OSDF Data Origin Hardware Examples
We are actively collecting hardware examples for OSDF, if you would like to submit one email us at [email protected] to be featured.
OSG has no official recommendation for hardware or storage system architectures, all examples below are from community submissions.
US CMS Tier-2 Center - University of California, San Diego
Ceph storage system for the US CMS Tier-2 Center in the experimental particle physics group at the University of California, San Diego.
- Cheap large volume storage (7.2PB usable) at a good performance (288Gbit/sec theoretical max IO, 100Gbit/sec to WAN)
- Not too effort-intensive to operate.
- All redundancy is disk level instead of node level.

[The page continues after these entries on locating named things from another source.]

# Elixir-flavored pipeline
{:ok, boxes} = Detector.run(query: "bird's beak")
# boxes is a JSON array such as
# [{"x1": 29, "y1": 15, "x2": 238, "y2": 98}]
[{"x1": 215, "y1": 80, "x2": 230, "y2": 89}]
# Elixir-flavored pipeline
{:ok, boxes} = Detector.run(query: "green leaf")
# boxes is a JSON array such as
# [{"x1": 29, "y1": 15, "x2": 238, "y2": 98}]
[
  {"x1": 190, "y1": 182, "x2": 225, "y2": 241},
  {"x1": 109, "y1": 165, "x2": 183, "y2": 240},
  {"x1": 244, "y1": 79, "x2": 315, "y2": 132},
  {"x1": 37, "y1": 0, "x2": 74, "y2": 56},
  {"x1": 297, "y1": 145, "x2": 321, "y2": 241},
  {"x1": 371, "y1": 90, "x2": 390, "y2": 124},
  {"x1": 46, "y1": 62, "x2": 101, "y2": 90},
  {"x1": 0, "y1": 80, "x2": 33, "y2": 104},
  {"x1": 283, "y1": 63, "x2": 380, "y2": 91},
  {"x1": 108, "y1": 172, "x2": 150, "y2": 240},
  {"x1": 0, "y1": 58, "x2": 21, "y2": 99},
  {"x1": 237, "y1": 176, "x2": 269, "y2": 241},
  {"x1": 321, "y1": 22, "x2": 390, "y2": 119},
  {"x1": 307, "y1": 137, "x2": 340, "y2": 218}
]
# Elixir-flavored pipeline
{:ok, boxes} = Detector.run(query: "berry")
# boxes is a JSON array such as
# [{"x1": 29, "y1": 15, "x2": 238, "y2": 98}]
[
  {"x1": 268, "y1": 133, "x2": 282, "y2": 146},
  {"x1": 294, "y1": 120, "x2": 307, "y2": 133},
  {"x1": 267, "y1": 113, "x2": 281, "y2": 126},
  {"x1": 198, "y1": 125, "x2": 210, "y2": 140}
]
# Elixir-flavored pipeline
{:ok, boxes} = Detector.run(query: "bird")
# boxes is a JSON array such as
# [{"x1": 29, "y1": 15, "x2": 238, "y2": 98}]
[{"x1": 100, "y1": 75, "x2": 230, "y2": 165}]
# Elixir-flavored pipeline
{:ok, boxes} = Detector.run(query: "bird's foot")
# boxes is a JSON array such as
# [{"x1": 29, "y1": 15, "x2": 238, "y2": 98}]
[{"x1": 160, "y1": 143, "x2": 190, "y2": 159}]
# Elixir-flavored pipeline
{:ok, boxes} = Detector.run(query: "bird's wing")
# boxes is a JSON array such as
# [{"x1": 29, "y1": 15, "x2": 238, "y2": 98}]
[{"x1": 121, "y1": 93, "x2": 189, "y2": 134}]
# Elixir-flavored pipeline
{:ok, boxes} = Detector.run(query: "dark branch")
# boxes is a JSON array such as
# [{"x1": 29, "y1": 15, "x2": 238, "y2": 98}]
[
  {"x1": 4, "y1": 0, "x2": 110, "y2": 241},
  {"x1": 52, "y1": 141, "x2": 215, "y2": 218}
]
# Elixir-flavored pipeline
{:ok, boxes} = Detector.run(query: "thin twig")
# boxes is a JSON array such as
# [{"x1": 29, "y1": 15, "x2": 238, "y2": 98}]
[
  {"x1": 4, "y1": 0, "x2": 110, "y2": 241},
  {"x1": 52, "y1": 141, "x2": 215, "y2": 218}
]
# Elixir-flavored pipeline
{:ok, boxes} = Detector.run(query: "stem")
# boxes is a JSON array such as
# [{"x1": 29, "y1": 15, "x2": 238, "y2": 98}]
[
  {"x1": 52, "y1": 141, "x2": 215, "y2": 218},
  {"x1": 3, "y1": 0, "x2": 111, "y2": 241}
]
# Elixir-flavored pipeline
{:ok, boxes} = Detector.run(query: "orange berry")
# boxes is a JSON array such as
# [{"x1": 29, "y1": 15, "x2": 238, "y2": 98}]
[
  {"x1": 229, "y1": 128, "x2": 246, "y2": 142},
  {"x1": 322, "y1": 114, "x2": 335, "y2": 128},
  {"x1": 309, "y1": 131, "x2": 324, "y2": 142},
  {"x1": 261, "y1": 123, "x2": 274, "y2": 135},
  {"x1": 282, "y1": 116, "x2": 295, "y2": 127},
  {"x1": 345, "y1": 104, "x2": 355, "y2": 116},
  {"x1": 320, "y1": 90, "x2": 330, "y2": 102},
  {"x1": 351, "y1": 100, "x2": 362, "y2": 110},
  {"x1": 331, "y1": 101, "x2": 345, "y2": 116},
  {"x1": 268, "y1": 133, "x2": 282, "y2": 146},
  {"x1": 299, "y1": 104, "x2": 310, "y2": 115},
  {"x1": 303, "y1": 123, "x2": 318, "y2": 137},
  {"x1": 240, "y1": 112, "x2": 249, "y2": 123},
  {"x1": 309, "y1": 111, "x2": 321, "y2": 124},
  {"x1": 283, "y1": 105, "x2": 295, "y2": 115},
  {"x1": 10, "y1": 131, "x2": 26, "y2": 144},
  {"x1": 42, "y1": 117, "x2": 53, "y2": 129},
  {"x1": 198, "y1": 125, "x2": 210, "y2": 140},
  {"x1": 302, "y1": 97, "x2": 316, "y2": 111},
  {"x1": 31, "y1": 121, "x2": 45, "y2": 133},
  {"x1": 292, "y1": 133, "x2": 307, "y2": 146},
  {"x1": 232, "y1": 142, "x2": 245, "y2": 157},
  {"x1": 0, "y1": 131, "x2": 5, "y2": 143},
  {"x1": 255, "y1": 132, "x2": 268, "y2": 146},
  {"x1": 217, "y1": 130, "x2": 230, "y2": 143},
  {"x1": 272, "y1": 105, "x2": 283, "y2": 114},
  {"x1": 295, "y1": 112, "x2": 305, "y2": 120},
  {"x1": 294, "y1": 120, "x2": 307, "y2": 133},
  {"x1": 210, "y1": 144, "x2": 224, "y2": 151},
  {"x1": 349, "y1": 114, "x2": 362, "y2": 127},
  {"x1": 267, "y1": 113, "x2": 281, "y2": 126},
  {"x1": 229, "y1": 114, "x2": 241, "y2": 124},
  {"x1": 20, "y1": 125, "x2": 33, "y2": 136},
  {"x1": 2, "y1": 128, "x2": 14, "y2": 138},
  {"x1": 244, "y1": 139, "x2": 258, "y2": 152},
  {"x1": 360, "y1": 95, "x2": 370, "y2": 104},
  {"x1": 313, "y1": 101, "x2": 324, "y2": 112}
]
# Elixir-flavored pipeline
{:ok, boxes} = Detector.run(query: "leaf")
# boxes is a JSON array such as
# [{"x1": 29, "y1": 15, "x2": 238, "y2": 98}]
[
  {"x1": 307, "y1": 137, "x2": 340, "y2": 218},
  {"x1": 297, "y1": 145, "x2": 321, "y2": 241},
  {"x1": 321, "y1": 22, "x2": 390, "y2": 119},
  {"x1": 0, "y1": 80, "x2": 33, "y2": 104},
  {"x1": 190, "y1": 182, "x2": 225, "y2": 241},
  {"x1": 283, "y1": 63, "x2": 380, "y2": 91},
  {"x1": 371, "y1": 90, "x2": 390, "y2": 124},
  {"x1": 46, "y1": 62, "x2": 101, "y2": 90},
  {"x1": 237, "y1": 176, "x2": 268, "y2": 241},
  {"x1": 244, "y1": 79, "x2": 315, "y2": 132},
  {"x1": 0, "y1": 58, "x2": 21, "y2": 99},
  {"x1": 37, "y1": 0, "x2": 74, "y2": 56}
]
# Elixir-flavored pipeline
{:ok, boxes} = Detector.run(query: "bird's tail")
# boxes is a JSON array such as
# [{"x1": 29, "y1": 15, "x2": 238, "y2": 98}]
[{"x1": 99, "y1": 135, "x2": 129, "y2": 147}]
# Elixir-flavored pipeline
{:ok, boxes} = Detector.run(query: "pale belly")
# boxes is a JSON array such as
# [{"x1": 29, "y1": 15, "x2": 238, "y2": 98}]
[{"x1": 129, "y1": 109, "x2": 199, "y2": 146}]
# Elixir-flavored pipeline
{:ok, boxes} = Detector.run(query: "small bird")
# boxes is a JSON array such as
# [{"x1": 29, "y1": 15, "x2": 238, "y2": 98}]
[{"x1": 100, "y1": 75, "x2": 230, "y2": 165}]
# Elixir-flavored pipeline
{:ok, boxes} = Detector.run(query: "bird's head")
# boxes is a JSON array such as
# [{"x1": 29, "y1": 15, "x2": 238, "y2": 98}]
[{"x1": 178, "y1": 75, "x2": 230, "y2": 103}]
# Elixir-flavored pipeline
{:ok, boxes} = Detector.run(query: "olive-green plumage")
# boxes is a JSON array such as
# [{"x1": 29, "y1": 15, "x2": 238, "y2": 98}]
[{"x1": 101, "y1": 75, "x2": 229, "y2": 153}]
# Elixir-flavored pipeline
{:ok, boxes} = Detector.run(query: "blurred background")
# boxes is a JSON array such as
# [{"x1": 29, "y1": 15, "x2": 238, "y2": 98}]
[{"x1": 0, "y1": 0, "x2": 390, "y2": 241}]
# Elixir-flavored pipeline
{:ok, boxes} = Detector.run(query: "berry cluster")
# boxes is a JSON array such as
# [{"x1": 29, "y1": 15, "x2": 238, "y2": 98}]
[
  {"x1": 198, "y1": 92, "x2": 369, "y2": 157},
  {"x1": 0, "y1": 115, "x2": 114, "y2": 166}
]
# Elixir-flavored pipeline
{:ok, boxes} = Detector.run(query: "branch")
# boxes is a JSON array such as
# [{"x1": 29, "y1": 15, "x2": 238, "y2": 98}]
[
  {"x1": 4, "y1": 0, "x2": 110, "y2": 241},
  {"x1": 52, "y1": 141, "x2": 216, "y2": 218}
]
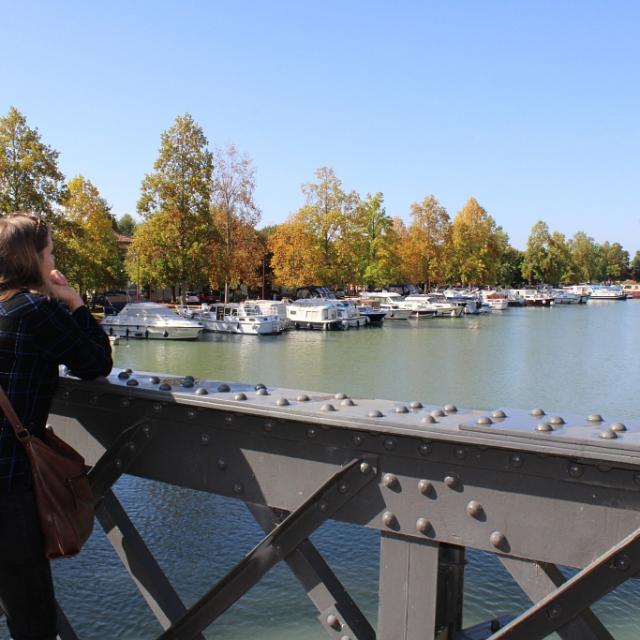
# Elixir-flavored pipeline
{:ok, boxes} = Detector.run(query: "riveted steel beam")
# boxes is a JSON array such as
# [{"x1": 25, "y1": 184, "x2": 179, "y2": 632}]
[
  {"x1": 491, "y1": 529, "x2": 640, "y2": 640},
  {"x1": 159, "y1": 458, "x2": 377, "y2": 640}
]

- When Ceph crashes it can be painful to rebuild in its entirety. This and possible solutions are discussed below.
$400k allows the purchase of 6 storage systems, two headnodes each, a 25Gbps switch with 6x100Gbps uplinks, and a Kubernetes (K8S) node with a single 100Gbps NIC. With 3 disk redundancy erasure encoding this provides a total of roughly 1.2PB of Real Byte Capacity of usable storage per array, or 7.2PB usable storage total.
The individual storage chassis include 102 20TB enterprise quality HDDs. These are extra long chassis that require special racks to accommodate them.
We have recent quotes for one of these from multiple vendors at $50k. We connect them up to the network via 2 headnodes. Each headnode is connected to the disk array via 2x12Gbps special connectors. Each storage node thus theoretically can bring 4x12=48Gbps to the headnodes combined, and we connect each head node at 25Gbps to the top of the rack switch. Each disk array thus has 48Gbps theoretical capacity to the K8S node on the top-of-rack (TOR) switch.
For the purpose of an OSDF data origin, it is plenty sufficient to have 100Gbps theoretical bandwidth via the K8S host. 6 disk arrays would provide 6x48=288Gbit/sec, plenty enough headroom for the storage arrays to be able to serve a local cluster, and WAN traffic never negatively affecting the local data access.
We estimate the other components to cost $6k per head node, $30k for a TOR switch each for data and control, $10k for the K8S node with 100Gbps NIC, and a few thousand for the rack and power installation, etc. The data switch was mentioned previously as providing 25Gbps ports, or just multiple 10Gbps, whatever is more convenient. The control switch can be something really simple, say a 1Gbit/sec switch that is inexpensive. These are all rough numbers that should fit into the budget given that the bulk of the cost is in the storage infrastructure. Whether or not a 7th disk array fits into the price depends on detailed pricing. Also, whether or not 18TB or 20TB are more cost-effective for disks depends on the details of actual quotes. We used a 20TB HDD for the size calculations.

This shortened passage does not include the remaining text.